Test Loss: 0.00453716
Number of layers in neural network: 4
Number of perceptrons in topmost layer: 64
Number of inputs: 37
Iterations: 10000
Optimisation algorithm: Adam

By attaining a loss score of 0.00453716, our model surpasses persistence by around 0.01, which is a third of the persistence loss.

From our training prediction curve, it seems that our current set of variables does not allow the model to estimate the peaks present in this dataset. This is seen as the training seems to occur reasonably well on lower levels of dengue, but our model always falls short of predicting higher dengue levels when actual dengue levels peak. This suggests a lack of information within our model. Turning to the test prediction curve, the curve is actually quite well fitting. The predicted values are not too far off from the actual values for low dengue levels, and the peak in dengue cases was reasonably predicted with a lag of 0 (which is awesome!). Although our prediction did not manage to predict more dengue cases than the actual values of dengue cases, which would be favourable, it was able to predict a peak of dengue cases nevertheless. The second smaller peak that came after the initial peak should also be accounted for. We believe that there could have been a second peak, but it did not happen due to more intervention conducted by the NEA during that period e.g. increased fogging, although this is just a theory.

Potential risks of using our model

If there is a caveat to our model results, we believe that our model is not quite capable of over-predicting (which is something that we wanted to achieve). The organisation using this model should notify the respective healthcare professions about this trend at their discretion, and it should be suggested to them to anticipate more cases. Further, as the prediction of the peak dengue values in the test set was lower than the actual dengue values, we cannot be certain if our model will be able to accurately predict dengue levels in the event of a very extreme outbreak. Perhaps there is a threshold of dengue cases to which our model can predict, but we need more data to determine if such a threshold exists.

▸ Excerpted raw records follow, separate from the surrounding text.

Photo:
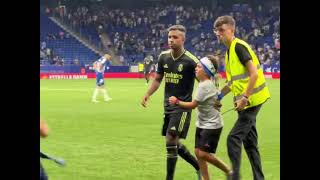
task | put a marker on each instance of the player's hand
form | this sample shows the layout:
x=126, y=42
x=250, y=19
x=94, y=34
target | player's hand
x=217, y=105
x=173, y=100
x=241, y=103
x=144, y=101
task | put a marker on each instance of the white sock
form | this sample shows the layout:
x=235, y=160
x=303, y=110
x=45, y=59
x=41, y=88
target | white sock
x=95, y=93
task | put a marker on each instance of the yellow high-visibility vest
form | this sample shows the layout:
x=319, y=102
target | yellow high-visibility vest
x=238, y=76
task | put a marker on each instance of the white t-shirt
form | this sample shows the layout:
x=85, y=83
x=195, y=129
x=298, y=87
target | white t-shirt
x=208, y=117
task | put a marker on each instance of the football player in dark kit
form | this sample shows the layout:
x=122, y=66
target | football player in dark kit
x=177, y=67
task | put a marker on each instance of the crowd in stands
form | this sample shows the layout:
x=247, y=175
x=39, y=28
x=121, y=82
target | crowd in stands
x=140, y=32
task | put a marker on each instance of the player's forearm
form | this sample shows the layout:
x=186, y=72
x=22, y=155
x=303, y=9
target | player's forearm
x=187, y=105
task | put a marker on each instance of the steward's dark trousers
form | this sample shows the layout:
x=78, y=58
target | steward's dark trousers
x=244, y=131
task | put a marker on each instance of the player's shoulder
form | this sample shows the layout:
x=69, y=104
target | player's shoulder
x=164, y=55
x=166, y=52
x=191, y=57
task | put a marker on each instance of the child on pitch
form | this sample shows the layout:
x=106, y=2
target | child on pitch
x=99, y=67
x=209, y=120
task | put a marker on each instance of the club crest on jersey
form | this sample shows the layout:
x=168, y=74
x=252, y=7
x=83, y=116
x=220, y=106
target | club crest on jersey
x=180, y=67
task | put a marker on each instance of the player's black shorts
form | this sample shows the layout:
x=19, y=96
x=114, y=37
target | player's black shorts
x=207, y=139
x=146, y=71
x=177, y=124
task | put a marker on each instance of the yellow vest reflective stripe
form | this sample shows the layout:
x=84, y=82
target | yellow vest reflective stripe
x=238, y=77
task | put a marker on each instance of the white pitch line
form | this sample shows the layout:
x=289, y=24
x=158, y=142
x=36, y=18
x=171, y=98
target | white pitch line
x=47, y=89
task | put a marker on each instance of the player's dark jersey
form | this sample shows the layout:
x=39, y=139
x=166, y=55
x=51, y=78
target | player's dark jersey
x=179, y=76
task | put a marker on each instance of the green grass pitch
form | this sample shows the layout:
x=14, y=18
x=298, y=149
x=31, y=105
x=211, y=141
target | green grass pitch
x=120, y=140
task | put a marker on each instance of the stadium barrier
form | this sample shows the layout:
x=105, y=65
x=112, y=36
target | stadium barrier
x=118, y=75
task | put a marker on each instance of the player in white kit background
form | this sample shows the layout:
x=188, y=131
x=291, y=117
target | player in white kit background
x=99, y=67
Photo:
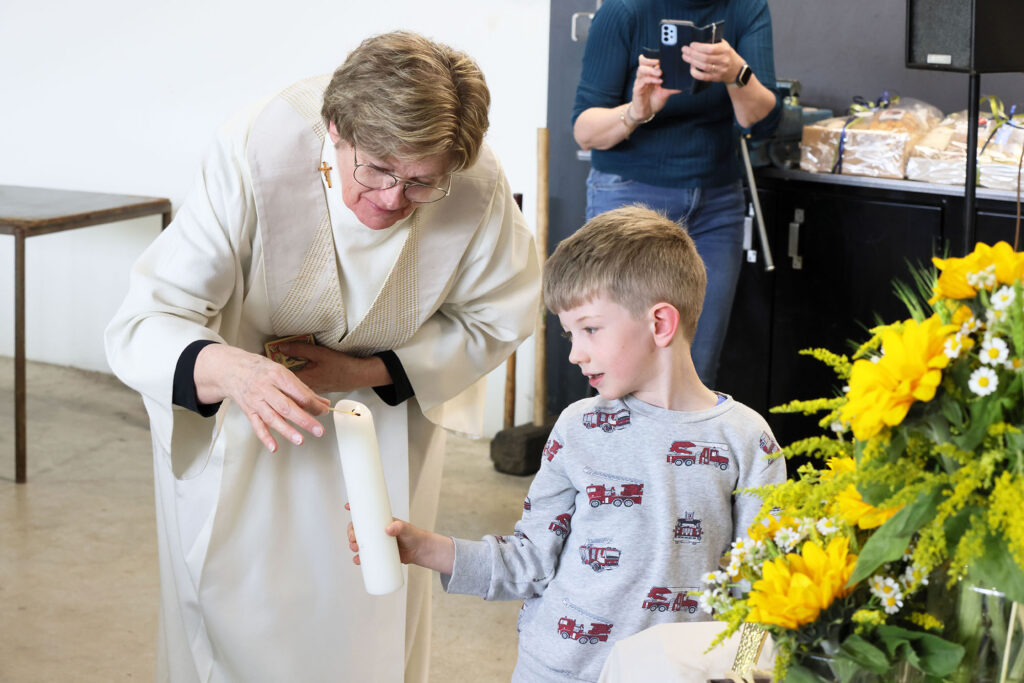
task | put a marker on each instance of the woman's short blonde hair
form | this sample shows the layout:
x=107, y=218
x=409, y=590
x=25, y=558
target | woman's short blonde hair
x=399, y=95
x=635, y=257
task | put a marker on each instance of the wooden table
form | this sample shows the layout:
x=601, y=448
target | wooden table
x=26, y=212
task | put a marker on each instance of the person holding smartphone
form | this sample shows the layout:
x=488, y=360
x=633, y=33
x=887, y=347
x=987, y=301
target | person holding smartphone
x=676, y=152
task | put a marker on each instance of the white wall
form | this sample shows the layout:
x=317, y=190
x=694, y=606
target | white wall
x=123, y=95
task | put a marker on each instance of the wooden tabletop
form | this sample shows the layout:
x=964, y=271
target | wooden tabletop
x=31, y=211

Also, given that this model was developed based on data from Singapore, it would be prudent to trust the accuracy of this model when used in areas with similar traits to Singapore. Some characteristics that should be considered are: the area of Singapore (751.2km²) which inevitably affects rainfall and temperature patterns, population density, as well as spatiotemporal movement patterns of movement.

Conclusion and Review

Overall, we think we did pretty well, and it was not easy at all to hit the sweet spot of having a low test score, an acceptable prediction pattern and an acceptable lag pattern. Good model scores were also achieved by just using different variations of four variables: dengue levels, Singapore population levels, temperature & rainfall.

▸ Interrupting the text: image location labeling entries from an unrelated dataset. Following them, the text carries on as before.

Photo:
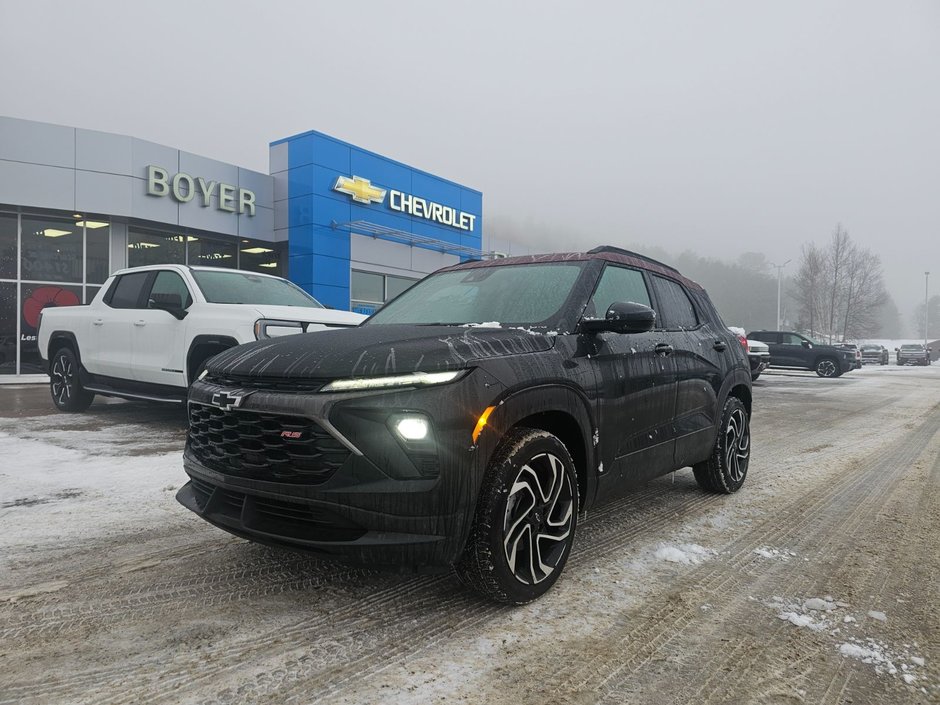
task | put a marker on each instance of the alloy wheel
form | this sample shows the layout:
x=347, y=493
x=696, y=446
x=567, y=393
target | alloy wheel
x=737, y=445
x=538, y=519
x=63, y=379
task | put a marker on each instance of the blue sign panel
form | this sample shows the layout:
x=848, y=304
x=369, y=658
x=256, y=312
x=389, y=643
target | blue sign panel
x=335, y=189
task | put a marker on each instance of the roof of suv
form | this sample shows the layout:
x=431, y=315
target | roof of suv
x=605, y=252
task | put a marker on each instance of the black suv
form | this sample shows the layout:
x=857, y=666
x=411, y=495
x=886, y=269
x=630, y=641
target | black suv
x=797, y=350
x=470, y=421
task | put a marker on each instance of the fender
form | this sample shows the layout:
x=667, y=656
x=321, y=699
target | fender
x=514, y=405
x=58, y=335
x=222, y=341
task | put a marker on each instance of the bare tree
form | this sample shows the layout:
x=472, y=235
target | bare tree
x=809, y=285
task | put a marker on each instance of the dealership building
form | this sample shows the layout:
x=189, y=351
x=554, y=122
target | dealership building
x=351, y=227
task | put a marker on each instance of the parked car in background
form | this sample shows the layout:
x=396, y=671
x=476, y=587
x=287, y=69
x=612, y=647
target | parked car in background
x=874, y=354
x=149, y=330
x=758, y=353
x=471, y=421
x=913, y=354
x=788, y=349
x=855, y=349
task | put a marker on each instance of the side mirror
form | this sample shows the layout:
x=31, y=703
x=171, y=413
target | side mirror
x=171, y=303
x=622, y=317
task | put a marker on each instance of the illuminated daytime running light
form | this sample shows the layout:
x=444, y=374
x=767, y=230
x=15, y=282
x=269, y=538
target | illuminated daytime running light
x=412, y=428
x=418, y=379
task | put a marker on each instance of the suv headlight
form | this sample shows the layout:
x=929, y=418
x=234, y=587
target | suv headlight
x=416, y=379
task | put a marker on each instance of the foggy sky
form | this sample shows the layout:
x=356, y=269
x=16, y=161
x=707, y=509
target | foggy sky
x=712, y=126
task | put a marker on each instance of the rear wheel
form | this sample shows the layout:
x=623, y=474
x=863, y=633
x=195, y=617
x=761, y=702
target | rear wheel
x=827, y=367
x=726, y=468
x=67, y=391
x=525, y=521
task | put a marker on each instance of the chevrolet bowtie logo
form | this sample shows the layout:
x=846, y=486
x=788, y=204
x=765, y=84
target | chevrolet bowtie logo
x=361, y=190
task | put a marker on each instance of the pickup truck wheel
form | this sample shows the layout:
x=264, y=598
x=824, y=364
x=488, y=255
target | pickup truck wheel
x=827, y=367
x=67, y=391
x=525, y=522
x=725, y=470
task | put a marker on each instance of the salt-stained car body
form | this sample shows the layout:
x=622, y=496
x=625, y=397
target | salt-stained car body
x=149, y=330
x=472, y=420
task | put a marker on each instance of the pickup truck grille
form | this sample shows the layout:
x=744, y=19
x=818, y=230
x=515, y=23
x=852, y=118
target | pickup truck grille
x=270, y=447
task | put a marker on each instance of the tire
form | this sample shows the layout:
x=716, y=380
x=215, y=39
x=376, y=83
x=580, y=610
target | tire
x=726, y=469
x=828, y=367
x=64, y=385
x=530, y=486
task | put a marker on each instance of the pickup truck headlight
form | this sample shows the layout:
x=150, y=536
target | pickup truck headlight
x=416, y=379
x=271, y=328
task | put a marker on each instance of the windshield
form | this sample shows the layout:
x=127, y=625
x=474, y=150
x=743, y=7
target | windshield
x=513, y=295
x=248, y=288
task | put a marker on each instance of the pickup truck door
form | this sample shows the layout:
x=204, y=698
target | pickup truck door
x=106, y=351
x=158, y=338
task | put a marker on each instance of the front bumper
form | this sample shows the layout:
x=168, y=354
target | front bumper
x=384, y=505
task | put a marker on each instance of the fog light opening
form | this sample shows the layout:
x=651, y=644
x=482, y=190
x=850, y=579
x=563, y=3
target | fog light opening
x=412, y=428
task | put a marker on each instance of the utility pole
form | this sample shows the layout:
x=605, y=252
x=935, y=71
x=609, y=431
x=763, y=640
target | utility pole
x=926, y=306
x=779, y=268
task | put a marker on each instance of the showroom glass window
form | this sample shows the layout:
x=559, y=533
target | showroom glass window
x=150, y=247
x=263, y=257
x=7, y=328
x=208, y=252
x=370, y=290
x=51, y=249
x=8, y=227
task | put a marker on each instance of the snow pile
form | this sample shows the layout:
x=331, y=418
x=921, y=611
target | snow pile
x=686, y=553
x=773, y=553
x=825, y=615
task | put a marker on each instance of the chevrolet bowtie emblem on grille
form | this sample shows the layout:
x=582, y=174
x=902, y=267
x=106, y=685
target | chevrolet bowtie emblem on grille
x=361, y=190
x=229, y=400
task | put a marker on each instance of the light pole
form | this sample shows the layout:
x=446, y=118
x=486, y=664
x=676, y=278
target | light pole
x=779, y=277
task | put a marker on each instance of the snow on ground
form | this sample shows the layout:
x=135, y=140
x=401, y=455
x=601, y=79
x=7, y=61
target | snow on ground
x=66, y=480
x=687, y=554
x=827, y=615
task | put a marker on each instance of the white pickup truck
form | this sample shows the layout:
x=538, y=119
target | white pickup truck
x=149, y=330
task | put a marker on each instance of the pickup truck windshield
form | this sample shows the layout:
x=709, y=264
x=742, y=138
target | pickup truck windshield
x=248, y=288
x=512, y=294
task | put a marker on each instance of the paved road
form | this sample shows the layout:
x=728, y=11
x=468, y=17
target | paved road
x=816, y=583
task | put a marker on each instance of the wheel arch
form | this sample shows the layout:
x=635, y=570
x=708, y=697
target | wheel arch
x=559, y=410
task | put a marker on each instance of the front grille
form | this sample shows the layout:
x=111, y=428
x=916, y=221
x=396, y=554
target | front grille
x=271, y=384
x=271, y=447
x=275, y=517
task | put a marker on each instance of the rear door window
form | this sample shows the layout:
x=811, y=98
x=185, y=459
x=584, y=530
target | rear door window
x=126, y=291
x=676, y=309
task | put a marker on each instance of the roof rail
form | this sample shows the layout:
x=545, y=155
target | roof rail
x=628, y=253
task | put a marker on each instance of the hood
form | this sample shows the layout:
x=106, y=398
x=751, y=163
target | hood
x=309, y=314
x=375, y=350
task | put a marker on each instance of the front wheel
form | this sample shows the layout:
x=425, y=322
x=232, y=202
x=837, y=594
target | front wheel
x=725, y=470
x=525, y=521
x=67, y=391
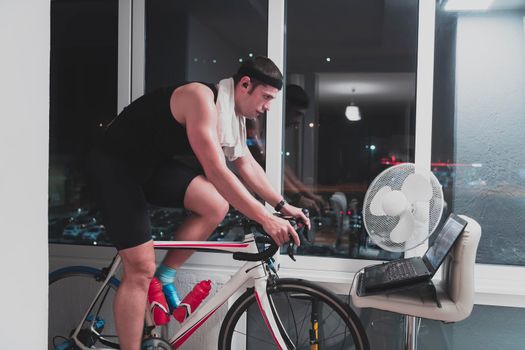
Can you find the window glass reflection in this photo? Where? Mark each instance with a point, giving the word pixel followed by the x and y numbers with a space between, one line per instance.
pixel 479 106
pixel 350 104
pixel 83 99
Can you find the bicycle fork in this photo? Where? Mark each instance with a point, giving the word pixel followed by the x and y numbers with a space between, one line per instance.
pixel 270 315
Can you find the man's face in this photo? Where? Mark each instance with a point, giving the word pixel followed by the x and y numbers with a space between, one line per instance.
pixel 256 101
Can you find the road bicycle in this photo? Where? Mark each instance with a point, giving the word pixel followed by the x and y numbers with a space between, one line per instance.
pixel 272 313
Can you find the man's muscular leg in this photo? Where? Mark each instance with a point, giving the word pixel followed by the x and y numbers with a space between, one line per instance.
pixel 208 209
pixel 130 301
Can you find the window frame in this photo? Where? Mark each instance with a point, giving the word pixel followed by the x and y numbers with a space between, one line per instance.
pixel 497 285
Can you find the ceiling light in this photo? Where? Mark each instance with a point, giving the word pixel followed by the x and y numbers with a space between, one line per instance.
pixel 468 5
pixel 352 113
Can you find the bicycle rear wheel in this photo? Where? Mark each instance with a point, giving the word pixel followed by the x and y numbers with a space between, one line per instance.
pixel 312 317
pixel 71 290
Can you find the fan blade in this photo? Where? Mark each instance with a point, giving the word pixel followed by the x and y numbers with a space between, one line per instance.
pixel 394 203
pixel 416 188
pixel 376 205
pixel 404 229
pixel 421 211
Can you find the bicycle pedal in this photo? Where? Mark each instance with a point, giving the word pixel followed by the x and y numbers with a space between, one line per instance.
pixel 155 344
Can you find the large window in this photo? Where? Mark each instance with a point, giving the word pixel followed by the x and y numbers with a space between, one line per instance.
pixel 479 115
pixel 357 54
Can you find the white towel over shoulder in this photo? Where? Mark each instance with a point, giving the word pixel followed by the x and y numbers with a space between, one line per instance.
pixel 231 128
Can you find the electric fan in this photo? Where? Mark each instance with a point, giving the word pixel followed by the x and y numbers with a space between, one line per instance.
pixel 402 208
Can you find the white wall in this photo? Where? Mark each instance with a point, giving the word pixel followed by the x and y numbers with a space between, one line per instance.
pixel 24 111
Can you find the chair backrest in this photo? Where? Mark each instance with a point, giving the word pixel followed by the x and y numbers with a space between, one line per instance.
pixel 459 269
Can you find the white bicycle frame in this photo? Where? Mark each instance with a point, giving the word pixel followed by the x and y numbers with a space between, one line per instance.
pixel 251 274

Finding the relevant variables without altering results negatively was tough. We attempted to incorporate Google Search trends on ‘dengue’ to observe if it would be a significant predictor variable, but results were mixed. In addition, the correlation and causation between Google search trends and the outbreak itself were not widely studied, thus we decided to forgo that in the end.

We also believe that this model can be further improved by tweaking the model components even more by including in more variables (which we were not able to due to limited data available online). More experimentation with variations of neural network architecture, as well as feeding the training phase more data could be useful in improving the model too.

Nevertheless, we have developed a neural network model which is capable of predicting dengue levels fairly accurately. Moving forward, we believe that better dengue prediction models could be created with more quality data — e.g. dengue serotypes, Aedes population levels etc. — which are able to help explain the variance in dengue levels. Additional data could potentially enhance our model and the current set of variables which we propose to be useful in predicting dengue outbreaks.